Federal officials said the consolidated contract, the result of years of work, could save $3.27 billion during the next decade. The contract has options that would allow it to be extended up to five years.
“Our nuclear production capabilities are critical to our national security, and this contract puts NNSA in a position to improve mission delivery by generating significant savings that will be reinvested to improve safety, security, quality, and infrastructure,” NNSA Administrator Thomas D’Agostino said. “This award will have a lasting impact on NNSA for years to come.
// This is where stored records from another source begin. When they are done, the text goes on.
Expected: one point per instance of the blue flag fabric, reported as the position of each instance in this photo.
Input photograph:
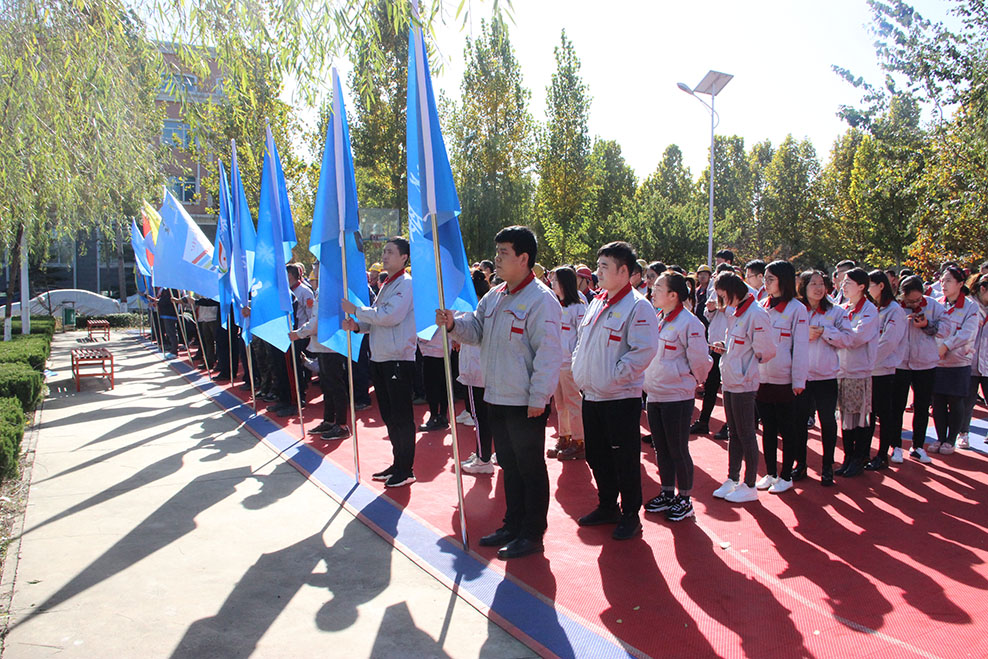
(431, 191)
(140, 250)
(243, 244)
(222, 243)
(183, 255)
(271, 304)
(335, 227)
It is the culmination of years of hard work focused on continuously improving the way we operate, saving taxpayer dollars, and aligning ourselves for the future.”
The NNSA said CNS will use Booz Hamilton Inc. as a merger and transformation specialist and will use General Atomics for Savannah River Tritium Operations if that option is exercised after the first year.
In a press release, the NNSA laid out four objectives it expects to be met through the consolidated contract:
- Improve performance in the completion of national security missions for nuclear production operations;
- Transition and merge operations at geographically dispersed centers of excellence for nuclear weapon assembly and disassembly, enriched uranium, high-explosive production and tritium supply management under a single contract;
- Reduce the cost of performing work; and
- Require actions that support operation as an integrated U.S. Department of Energy/NNSA enterprise. The NNSA is a separate DOE agency.